Hi, I'm trying to handle invoice data extraction, could you please suggest the easiest way?
Yes, it is fairly straight forward to have the outputs be 'fill-in-the-blank' in json or other formats (sql). LLM MCP may be worth looking in to as well. 30s latency is typical in our experience as well. How many such invoices are you processing? Are new ones coming in all the time?
I have zero experience with that.
If you’re just going to call one of the REST APIs of OpenAI, Grok, etc not sure what any library can provide on top of that. They already have APIs to return structured data (JSON, etc) in a specified format, I think.
I guess if you find it improves accuracy, it can be useful… I feel like everything is trial-and-error these days for such tasks. Depends on your use-case, specific data, etc.
@hhausman currently with gpt-4.1-nano it takes 6s to process invoice img and 3s for pdf
that works well for our case
@hhausman yes i think so, OCR error, I'm using Tess4J for OCR
Yes LLM works great to extract data from unstructured content, but for instance it takes 30s for Gemini handle that task, too long
Maybe you can send multiple parallel requests? Not sure if there are rate limits, what’s the cost, etc.
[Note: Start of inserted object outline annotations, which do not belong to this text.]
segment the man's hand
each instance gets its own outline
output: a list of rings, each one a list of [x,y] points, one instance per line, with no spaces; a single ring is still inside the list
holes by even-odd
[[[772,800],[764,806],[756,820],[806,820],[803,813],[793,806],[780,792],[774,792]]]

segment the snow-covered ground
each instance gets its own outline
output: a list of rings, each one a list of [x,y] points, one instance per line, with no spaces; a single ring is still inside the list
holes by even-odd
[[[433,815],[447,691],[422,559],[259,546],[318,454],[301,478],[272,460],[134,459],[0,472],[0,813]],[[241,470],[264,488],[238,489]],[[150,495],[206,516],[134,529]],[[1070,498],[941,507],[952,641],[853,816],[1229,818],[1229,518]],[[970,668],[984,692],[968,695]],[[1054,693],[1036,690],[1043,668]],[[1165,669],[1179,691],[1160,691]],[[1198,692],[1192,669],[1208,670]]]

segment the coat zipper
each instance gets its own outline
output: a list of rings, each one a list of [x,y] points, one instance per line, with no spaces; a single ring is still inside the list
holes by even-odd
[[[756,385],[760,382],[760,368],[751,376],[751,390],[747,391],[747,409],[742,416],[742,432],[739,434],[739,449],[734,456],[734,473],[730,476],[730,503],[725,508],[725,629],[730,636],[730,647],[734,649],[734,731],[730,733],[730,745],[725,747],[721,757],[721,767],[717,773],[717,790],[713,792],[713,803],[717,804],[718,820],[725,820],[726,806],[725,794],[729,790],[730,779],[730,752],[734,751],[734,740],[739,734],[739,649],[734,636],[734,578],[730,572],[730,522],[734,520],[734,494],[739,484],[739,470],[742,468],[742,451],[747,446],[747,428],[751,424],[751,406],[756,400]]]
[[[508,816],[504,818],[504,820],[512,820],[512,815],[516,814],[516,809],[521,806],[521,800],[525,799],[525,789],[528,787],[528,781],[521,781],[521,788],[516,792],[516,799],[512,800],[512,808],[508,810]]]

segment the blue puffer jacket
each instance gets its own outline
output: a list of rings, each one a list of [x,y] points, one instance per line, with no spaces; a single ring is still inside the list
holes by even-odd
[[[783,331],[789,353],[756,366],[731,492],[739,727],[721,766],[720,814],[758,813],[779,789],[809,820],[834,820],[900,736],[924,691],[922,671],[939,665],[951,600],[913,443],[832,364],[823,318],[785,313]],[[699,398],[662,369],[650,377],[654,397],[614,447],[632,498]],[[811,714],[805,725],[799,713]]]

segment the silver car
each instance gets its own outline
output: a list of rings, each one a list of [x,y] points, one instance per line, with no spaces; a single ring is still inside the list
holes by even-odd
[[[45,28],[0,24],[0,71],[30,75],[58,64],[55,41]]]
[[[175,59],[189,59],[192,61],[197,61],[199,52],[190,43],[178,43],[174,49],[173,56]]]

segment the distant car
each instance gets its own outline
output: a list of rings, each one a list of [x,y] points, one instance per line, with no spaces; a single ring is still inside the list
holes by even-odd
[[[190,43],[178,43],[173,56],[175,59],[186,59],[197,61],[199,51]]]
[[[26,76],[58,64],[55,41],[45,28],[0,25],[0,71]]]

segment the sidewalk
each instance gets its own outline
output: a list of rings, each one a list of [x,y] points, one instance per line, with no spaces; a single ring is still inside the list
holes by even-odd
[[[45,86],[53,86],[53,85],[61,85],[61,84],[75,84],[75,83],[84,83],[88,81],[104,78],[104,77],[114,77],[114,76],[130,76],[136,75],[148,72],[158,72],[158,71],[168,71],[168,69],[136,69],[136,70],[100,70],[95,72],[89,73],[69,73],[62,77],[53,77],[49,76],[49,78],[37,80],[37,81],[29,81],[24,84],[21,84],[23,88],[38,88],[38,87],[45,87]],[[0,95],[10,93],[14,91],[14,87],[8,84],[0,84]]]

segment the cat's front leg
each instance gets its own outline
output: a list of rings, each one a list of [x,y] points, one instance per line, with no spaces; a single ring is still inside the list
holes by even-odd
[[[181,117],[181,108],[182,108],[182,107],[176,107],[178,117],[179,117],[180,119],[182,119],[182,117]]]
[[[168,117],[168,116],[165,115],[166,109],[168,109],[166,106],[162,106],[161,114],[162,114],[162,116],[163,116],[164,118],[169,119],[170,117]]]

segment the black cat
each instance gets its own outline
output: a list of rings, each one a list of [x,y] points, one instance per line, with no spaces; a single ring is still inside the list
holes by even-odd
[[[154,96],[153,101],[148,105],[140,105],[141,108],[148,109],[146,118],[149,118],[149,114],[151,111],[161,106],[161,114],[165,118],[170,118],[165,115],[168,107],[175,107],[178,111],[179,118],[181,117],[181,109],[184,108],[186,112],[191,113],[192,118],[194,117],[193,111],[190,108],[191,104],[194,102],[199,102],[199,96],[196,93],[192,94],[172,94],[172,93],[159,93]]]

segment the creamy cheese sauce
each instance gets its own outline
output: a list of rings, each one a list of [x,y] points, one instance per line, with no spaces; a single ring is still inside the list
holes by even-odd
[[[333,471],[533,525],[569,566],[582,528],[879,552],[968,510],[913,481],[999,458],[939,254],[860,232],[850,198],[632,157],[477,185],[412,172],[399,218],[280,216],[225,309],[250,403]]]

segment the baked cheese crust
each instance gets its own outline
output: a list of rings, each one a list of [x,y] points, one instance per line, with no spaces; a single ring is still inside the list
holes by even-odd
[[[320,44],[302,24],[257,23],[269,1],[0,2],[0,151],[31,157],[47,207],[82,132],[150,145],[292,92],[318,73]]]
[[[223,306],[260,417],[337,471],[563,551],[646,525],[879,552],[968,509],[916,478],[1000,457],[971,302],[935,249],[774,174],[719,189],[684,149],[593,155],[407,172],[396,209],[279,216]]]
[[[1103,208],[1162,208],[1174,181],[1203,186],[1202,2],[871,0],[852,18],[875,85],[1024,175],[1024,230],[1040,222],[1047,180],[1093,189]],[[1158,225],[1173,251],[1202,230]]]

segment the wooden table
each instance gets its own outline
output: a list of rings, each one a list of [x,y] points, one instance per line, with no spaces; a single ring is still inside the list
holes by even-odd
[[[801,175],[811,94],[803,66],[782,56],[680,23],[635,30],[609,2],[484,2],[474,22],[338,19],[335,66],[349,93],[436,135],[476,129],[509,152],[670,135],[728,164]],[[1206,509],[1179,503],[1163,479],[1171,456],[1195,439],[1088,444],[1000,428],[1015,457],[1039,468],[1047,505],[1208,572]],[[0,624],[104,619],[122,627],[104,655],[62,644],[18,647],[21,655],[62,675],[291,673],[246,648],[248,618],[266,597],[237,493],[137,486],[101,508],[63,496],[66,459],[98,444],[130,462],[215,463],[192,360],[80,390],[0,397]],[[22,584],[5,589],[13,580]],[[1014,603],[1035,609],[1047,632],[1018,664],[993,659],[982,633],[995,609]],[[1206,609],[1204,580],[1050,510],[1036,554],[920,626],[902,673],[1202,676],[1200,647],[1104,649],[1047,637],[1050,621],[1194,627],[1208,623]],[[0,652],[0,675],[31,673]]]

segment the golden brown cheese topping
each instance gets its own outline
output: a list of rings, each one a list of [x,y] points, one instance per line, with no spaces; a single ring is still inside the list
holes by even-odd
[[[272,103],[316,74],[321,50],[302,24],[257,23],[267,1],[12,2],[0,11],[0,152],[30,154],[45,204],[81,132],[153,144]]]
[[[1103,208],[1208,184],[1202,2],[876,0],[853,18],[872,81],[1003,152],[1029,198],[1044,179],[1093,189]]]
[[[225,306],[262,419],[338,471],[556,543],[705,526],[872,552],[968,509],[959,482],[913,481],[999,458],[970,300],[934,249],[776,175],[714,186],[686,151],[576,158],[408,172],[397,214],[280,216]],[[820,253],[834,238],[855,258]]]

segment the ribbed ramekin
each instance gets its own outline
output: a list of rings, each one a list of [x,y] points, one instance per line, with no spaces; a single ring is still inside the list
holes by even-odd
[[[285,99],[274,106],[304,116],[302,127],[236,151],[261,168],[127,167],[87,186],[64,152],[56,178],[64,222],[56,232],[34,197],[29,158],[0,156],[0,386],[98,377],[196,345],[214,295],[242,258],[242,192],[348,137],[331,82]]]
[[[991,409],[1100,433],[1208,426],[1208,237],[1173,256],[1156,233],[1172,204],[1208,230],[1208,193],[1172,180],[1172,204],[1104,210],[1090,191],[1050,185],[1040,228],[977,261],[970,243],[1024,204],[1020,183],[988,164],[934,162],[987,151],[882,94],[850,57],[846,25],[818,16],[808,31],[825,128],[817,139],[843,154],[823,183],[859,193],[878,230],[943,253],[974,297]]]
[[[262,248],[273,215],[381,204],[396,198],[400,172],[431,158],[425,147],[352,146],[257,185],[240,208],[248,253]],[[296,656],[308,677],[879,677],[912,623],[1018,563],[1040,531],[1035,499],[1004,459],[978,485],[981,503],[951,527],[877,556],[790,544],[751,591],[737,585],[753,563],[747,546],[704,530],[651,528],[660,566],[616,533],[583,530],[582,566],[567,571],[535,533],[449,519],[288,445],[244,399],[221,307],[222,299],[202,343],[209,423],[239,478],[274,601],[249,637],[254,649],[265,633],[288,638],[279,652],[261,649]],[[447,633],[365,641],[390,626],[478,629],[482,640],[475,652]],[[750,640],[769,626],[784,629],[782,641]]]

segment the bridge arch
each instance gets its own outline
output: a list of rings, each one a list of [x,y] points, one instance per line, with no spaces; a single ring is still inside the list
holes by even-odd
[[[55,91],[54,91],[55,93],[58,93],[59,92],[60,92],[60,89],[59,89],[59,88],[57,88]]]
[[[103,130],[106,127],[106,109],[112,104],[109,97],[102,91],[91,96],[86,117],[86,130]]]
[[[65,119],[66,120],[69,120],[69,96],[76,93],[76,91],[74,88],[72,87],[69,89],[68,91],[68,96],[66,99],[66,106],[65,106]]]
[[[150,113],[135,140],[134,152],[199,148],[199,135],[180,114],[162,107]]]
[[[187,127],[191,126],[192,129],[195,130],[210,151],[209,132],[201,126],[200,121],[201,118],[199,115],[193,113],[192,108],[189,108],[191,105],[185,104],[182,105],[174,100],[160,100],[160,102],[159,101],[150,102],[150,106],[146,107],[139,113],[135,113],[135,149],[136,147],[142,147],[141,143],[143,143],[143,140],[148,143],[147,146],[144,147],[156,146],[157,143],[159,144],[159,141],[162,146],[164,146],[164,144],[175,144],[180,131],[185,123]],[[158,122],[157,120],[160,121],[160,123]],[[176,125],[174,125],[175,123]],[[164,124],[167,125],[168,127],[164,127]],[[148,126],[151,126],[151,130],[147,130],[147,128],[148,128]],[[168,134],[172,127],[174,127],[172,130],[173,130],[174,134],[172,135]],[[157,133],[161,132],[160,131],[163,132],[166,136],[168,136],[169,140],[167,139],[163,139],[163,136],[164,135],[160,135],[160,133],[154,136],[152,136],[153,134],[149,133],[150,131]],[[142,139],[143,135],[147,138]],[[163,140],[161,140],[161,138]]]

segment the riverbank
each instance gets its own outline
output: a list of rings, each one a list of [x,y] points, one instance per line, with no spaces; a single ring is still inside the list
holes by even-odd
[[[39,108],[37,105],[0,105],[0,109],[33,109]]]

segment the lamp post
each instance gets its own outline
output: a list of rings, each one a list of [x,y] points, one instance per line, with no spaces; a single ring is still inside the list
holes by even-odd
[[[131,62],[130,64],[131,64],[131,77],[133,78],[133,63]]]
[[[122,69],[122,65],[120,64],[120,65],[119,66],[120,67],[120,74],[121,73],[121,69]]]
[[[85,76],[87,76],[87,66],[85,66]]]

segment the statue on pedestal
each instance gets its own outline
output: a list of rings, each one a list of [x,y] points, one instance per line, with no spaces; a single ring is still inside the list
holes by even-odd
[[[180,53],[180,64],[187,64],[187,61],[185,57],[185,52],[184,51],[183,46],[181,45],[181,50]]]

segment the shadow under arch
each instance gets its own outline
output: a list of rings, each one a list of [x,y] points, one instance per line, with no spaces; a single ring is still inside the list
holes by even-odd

@raspasov yes a good idea, will try
How about python spacy?
Any example of what the data looks like?
"= &)\nINVOICE\nWOOD DECOR\nEllingten Wood Decer, 36 Terrick Rd, Ellington PE18 2NT, United Kingdom\nBILL TO\nYour client Invoice No.: 042022\n11 Besth Dr Issue date: 30i0di2022\nEllington Duse date: dfasi2022\nMES1 SEU\nUniied Kingdom Rafsrsnes: 042022\n' BESCRIPTION CUANTITY UNIT PRICE (£} AIOUNT (£}\nSampls servics 1 400.00 400.00\nSample wood decoration service\nSample servics 1 1 200.00 200.00\nSample wood decoration service 1\nTOTAL (GBP): £600.00\n[seued by, signalure:\n6&1‘}1@% Wood Decor\nEllington Weod Decer, 38 Tarrick Rd, Ellington PE18 2NT, United Kingdom Email: smail@yourbusinessnams.co.uk\n""£600.00\n[seued by, signalure:\n6&1‘}1@%" - really?
OCR errors, or?
tbh, an LLM could very well be the way to go here...
Probably an LLM but if the data is a mess and you need high accuracy (vs best effort), a human verification for each invoice is likely a good idea… I guess the only way to tell is to go through a few hundred items at least and check the accuracy.